Day Five
A life of nightmares
There would be these times when he would be depressed and continually shout with such fury at me, no one else; just me. I would obviously indicate how upset I was and he would come to my rescue; or so I hoped, and change. He would twist it with all his might, until it could not be twisted any more and make it my problem; not his.
For many years he continually tormented and tortured my soul, he would lock it away and when I was let out he wouldn't let me leave. I had the chance to leave so many times, but I couldn't bring myself to it. I guess in someway or another, I was craving the attention; craving the drama in my life; just so I had an excuse for what I did. And it worked, it always did. I could blame him and not feel anymore hurt from it. I never quite realised how lame it was of me to that all the time, but in the same, I felt better. It's better than doing what I used to.
There would always be the good days when we would be happy and life couldn't be better, but like everything, there would always be a bad day to follow. I always dreaded those. I wanted to run when I knew it was coming but I couldn't; he wouldn't let me. I would never have the chance. And now I do. He would constantly drive up and down our street; it was so peaceful and happy when he wasn't there. I feel as though I brought some disease to this euphoria of a neighbour hood. I want to tell everyone that I didn't mean to, he was really quite the guy when I met him, and mum and dad never want me to leave him. But now he is anything but a guy. He has become something more. Something so terrifying and monstrous that there is no suitable word for it. He is something so unlike what I remember him as when we first met, when we first fell in love. Now it's anything but.
It's like he had turned into this monster, this thing that had no feelings or emotions apart from anger and hatred. He'd hit me whenever I had been out with my friends, or when I wasn't home when he rang. It was horrific, and yet; I couldn't leave. He knew always where to find me, how to get to me. He was the only one that knew my secrets. If he told my family; life would become much more like my nightmares. My family began to love him like he was their own son. How could anyone love such a beast? Of course, he never let them see that side of them, it was only me. Not even my friends knew how these bruises and scars would appear on my delicate flesh. "It was him", I wanted to shout out to them, tell them how I got them, ask for help. But if I did; who knows if he would have brought my end sooner than what I wanted.

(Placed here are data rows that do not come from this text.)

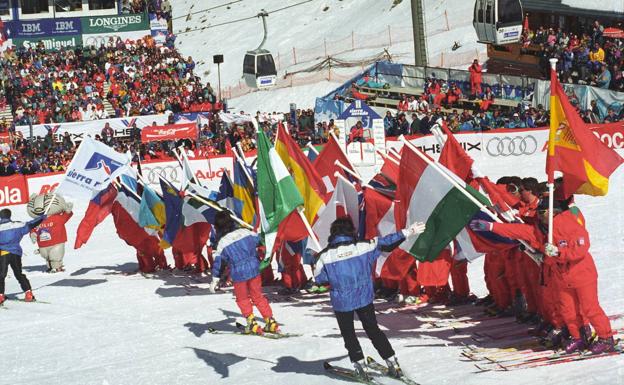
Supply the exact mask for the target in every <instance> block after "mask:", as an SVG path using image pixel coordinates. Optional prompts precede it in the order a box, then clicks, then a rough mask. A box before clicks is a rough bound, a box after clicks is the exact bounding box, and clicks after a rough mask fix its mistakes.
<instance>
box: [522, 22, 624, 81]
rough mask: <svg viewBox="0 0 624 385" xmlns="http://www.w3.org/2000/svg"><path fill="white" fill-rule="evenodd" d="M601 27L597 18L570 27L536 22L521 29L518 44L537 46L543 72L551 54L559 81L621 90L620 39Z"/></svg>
mask: <svg viewBox="0 0 624 385" xmlns="http://www.w3.org/2000/svg"><path fill="white" fill-rule="evenodd" d="M620 27H621V25H620ZM604 30H605V27H604V26H603V25H602V24H601V23H600V22H599V21H598V20H596V21H594V22H593V24H591V25H589V26H587V25H582V24H579V25H575V26H574V30H573V31H569V30H562V29H561V28H555V27H551V28H547V27H544V26H540V27H539V28H537V29H536V30H531V29H528V30H525V31H524V32H523V35H522V44H523V46H524V47H525V48H526V49H528V48H530V47H531V46H533V47H535V46H537V47H539V51H538V52H539V54H540V61H541V66H542V69H543V72H544V74H548V71H549V70H550V64H549V62H548V59H550V58H553V57H555V58H557V59H559V61H558V63H557V72H558V73H559V75H560V80H561V81H563V82H566V83H578V84H588V85H592V86H596V87H600V88H604V89H611V90H615V91H620V92H623V91H624V61H623V60H624V41H623V39H615V38H610V37H605V36H604Z"/></svg>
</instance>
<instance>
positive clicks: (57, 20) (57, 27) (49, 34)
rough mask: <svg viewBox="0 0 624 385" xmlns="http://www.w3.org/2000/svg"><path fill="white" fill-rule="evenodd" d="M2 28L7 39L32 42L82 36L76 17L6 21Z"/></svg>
mask: <svg viewBox="0 0 624 385" xmlns="http://www.w3.org/2000/svg"><path fill="white" fill-rule="evenodd" d="M4 26H5V32H6V37H7V39H27V40H32V39H33V38H36V37H46V38H52V37H55V38H58V37H59V36H74V35H81V34H82V28H81V24H80V18H78V17H68V18H62V19H39V20H23V21H7V22H5V23H4ZM14 44H15V43H14ZM16 45H17V44H16Z"/></svg>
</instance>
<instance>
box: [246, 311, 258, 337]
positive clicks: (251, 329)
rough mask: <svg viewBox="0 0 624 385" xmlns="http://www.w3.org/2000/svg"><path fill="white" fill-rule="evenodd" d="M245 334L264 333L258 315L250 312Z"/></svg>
mask: <svg viewBox="0 0 624 385" xmlns="http://www.w3.org/2000/svg"><path fill="white" fill-rule="evenodd" d="M245 334H262V328H261V327H260V325H258V322H256V316H254V315H253V314H250V315H249V316H247V326H245Z"/></svg>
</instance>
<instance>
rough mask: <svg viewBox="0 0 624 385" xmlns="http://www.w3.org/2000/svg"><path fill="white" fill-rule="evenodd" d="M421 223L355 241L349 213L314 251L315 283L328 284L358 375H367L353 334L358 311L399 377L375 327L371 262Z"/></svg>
mask: <svg viewBox="0 0 624 385" xmlns="http://www.w3.org/2000/svg"><path fill="white" fill-rule="evenodd" d="M424 229H425V225H424V224H422V223H415V224H413V225H411V226H410V227H409V228H407V229H405V230H402V231H399V232H397V233H393V234H390V235H387V236H385V237H375V238H373V239H372V240H370V241H358V239H357V235H356V230H355V227H354V226H353V222H352V221H351V218H350V217H341V218H338V219H336V220H335V221H334V222H333V223H332V224H331V227H330V235H329V239H328V246H327V248H325V249H324V250H322V251H321V252H320V253H319V255H318V261H317V263H316V266H315V269H314V278H315V281H316V282H317V283H319V284H320V283H329V284H330V287H331V289H330V292H329V293H330V299H331V304H332V308H333V310H334V313H335V314H336V319H337V321H338V327H339V328H340V334H341V335H342V338H343V340H344V343H345V348H346V349H347V351H348V352H349V358H350V360H351V362H352V363H353V366H354V368H355V371H356V373H357V374H358V376H360V377H362V378H364V379H368V374H367V373H366V371H365V369H364V368H365V363H364V354H363V353H362V348H361V346H360V343H359V341H358V339H357V336H356V335H355V328H354V324H353V319H354V314H357V315H358V318H359V319H360V322H362V326H363V328H364V331H365V332H366V335H367V336H368V338H369V339H370V340H371V342H372V343H373V346H374V347H375V349H377V352H378V353H379V355H380V356H381V358H383V359H384V360H385V361H386V364H387V365H388V373H389V374H390V375H392V376H394V377H401V376H402V372H401V367H400V366H399V363H398V360H397V358H396V356H395V354H394V350H393V349H392V346H391V345H390V342H389V341H388V338H387V337H386V335H385V334H384V333H383V332H382V331H381V329H379V325H378V324H377V318H376V317H375V307H374V305H373V300H374V299H375V293H374V289H373V279H372V273H373V265H374V263H375V261H376V260H377V258H379V256H380V255H381V252H382V251H390V250H392V249H394V248H395V247H397V246H398V245H399V244H400V243H401V242H402V241H403V240H404V239H405V238H406V237H407V236H411V235H416V234H420V233H422V232H423V231H424Z"/></svg>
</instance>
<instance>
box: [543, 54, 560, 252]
mask: <svg viewBox="0 0 624 385" xmlns="http://www.w3.org/2000/svg"><path fill="white" fill-rule="evenodd" d="M549 61H550V111H551V119H550V132H549V135H548V155H547V156H546V157H547V159H546V169H547V172H548V183H547V186H548V243H552V242H553V223H552V222H553V206H554V203H555V202H554V199H555V168H554V167H553V165H552V162H553V157H554V156H555V136H556V134H557V129H558V128H559V127H555V126H554V125H555V124H556V120H555V119H552V111H553V105H554V104H555V92H554V91H555V89H554V82H555V81H556V80H557V59H555V58H551V59H550V60H549ZM549 166H550V167H549Z"/></svg>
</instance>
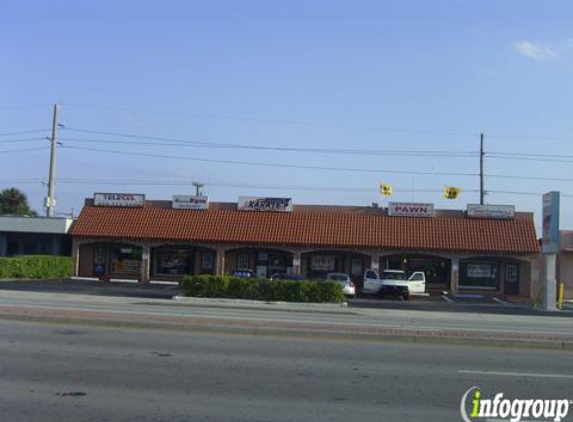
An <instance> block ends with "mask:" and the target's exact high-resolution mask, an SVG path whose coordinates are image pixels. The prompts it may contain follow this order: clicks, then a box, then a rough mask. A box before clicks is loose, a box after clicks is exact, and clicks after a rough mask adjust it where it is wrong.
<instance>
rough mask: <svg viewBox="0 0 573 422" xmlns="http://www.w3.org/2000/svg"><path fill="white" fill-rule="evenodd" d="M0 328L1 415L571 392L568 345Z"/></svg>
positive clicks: (16, 324)
mask: <svg viewBox="0 0 573 422" xmlns="http://www.w3.org/2000/svg"><path fill="white" fill-rule="evenodd" d="M0 334H1V339H2V340H1V341H0V356H2V359H0V374H1V378H0V379H1V381H0V415H2V420H5V421H10V422H35V421H37V422H52V421H53V422H61V421H109V422H112V421H134V422H135V421H137V422H144V421H154V422H158V421H219V422H230V421H234V422H239V421H240V422H243V421H244V422H257V421H261V422H263V421H264V422H267V421H280V422H285V421H309V422H310V421H312V422H317V421H344V422H347V421H348V420H355V421H377V422H378V421H460V420H461V418H460V413H459V404H460V399H461V397H462V395H463V393H464V392H465V391H466V390H467V389H468V388H470V387H472V386H476V385H477V386H479V387H481V388H482V390H483V392H484V395H486V396H490V395H493V394H494V393H496V392H503V393H504V394H505V395H506V396H508V397H522V398H563V397H564V396H565V397H567V396H569V397H567V398H573V393H572V391H573V388H572V387H573V354H571V353H568V352H558V351H534V350H509V349H499V348H498V349H493V350H488V349H486V348H475V347H466V346H463V347H460V346H456V347H454V346H432V345H406V344H399V343H395V344H392V343H377V342H365V341H352V342H351V341H338V340H337V341H335V340H324V339H293V338H288V339H284V338H280V337H261V336H257V337H252V336H246V335H227V334H210V335H200V334H190V333H185V332H175V331H164V330H137V329H111V328H108V329H106V328H94V327H89V326H77V325H74V326H71V325H70V326H68V325H55V324H47V323H44V324H36V323H22V322H8V321H2V322H0ZM468 371H470V372H468ZM472 371H474V372H472ZM572 413H573V412H572ZM566 420H571V418H569V419H566Z"/></svg>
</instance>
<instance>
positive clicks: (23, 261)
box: [0, 255, 72, 279]
mask: <svg viewBox="0 0 573 422" xmlns="http://www.w3.org/2000/svg"><path fill="white" fill-rule="evenodd" d="M71 275H72V259H71V258H70V257H67V256H44V255H30V256H19V257H16V258H0V279H2V278H34V279H48V278H65V277H70V276H71Z"/></svg>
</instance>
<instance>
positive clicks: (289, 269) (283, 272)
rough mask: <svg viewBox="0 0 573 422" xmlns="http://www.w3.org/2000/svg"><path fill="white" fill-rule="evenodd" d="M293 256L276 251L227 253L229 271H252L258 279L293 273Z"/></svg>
mask: <svg viewBox="0 0 573 422" xmlns="http://www.w3.org/2000/svg"><path fill="white" fill-rule="evenodd" d="M292 258H293V256H292V254H291V253H288V252H282V251H278V250H274V249H258V248H243V249H236V250H232V251H228V252H227V258H226V261H227V271H234V270H239V271H252V272H253V274H254V275H255V276H256V277H258V278H269V277H271V276H272V275H273V274H277V273H290V272H292V269H293V267H292Z"/></svg>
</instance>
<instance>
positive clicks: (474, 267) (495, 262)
mask: <svg viewBox="0 0 573 422" xmlns="http://www.w3.org/2000/svg"><path fill="white" fill-rule="evenodd" d="M498 267H499V265H498V263H497V262H495V261H467V262H460V283H459V284H460V288H469V289H487V290H497V289H498V288H499V280H498V273H499V271H498Z"/></svg>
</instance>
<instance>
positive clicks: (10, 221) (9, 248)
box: [0, 215, 73, 257]
mask: <svg viewBox="0 0 573 422" xmlns="http://www.w3.org/2000/svg"><path fill="white" fill-rule="evenodd" d="M72 222H73V220H72V219H71V218H52V217H50V218H48V217H22V216H11V215H2V216H0V257H2V256H8V257H10V256H18V255H70V254H71V239H70V237H69V236H68V231H69V229H70V227H71V225H72Z"/></svg>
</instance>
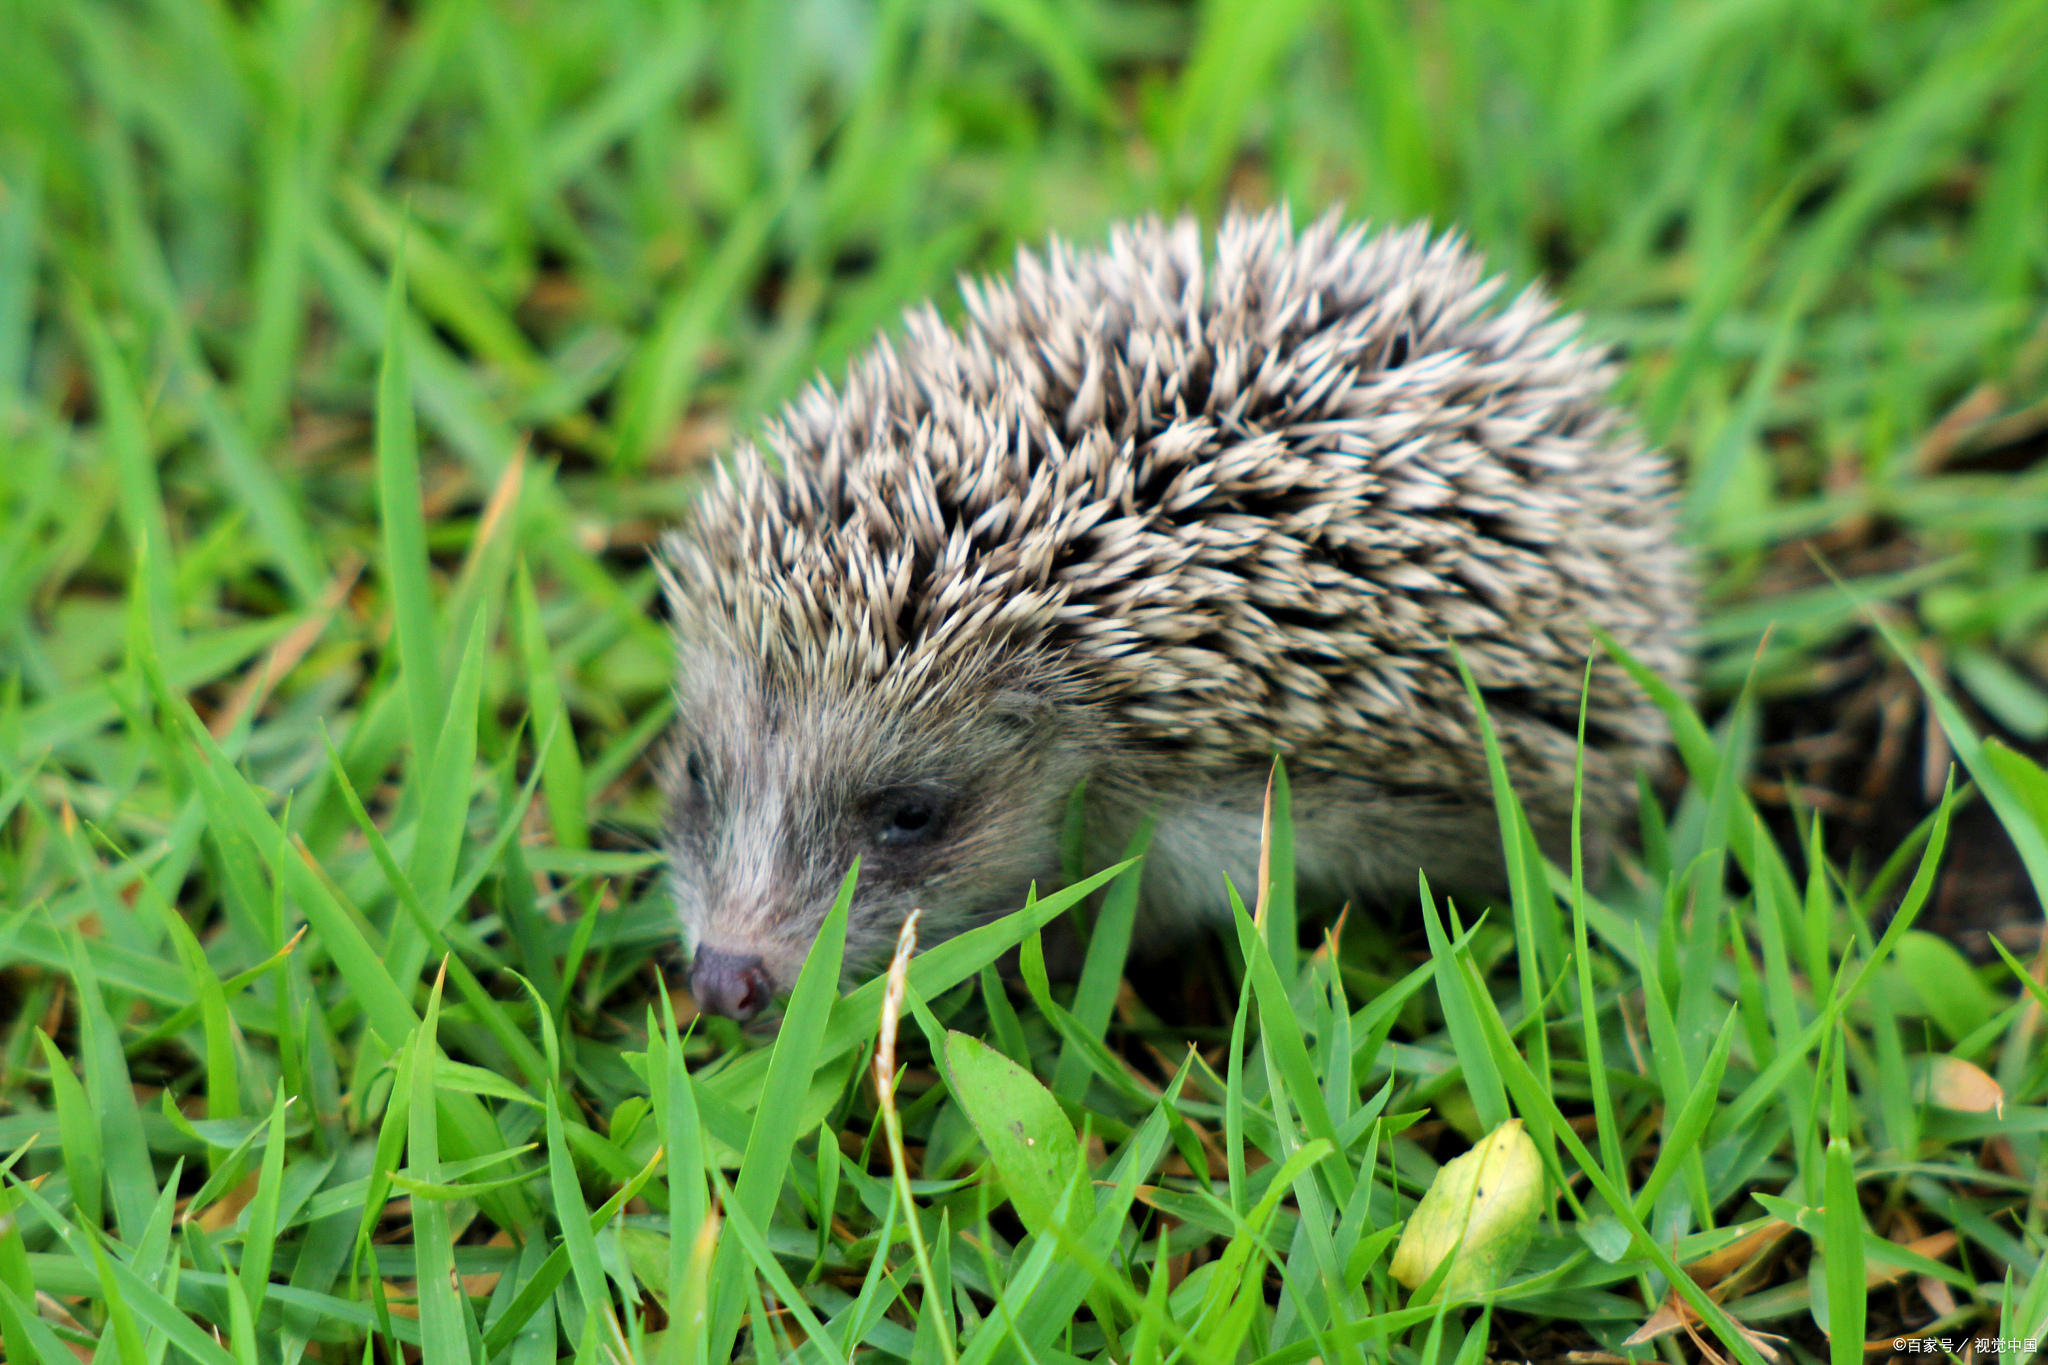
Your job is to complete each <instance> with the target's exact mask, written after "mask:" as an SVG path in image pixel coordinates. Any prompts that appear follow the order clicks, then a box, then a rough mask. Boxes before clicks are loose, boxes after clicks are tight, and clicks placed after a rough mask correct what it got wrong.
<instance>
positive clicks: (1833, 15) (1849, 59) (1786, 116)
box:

Though, I admit; it did feel like my end had come; like my life had finally come to a stop. I guess now, when I look back on the life I had before Petesburg, I'm happy I'm here; I've finally escaped it all.
I stop reflecting the life I said goodbye to and look up into those cold eyes. Though this time, I feel stronger when I look, I feel like I can get the better of him this time, there's nothing that can stop me; not even him, and he knew that. I saw his eyes slowly begin to widen in fear. I was finally going to win, he was going to be gone from my life; forever.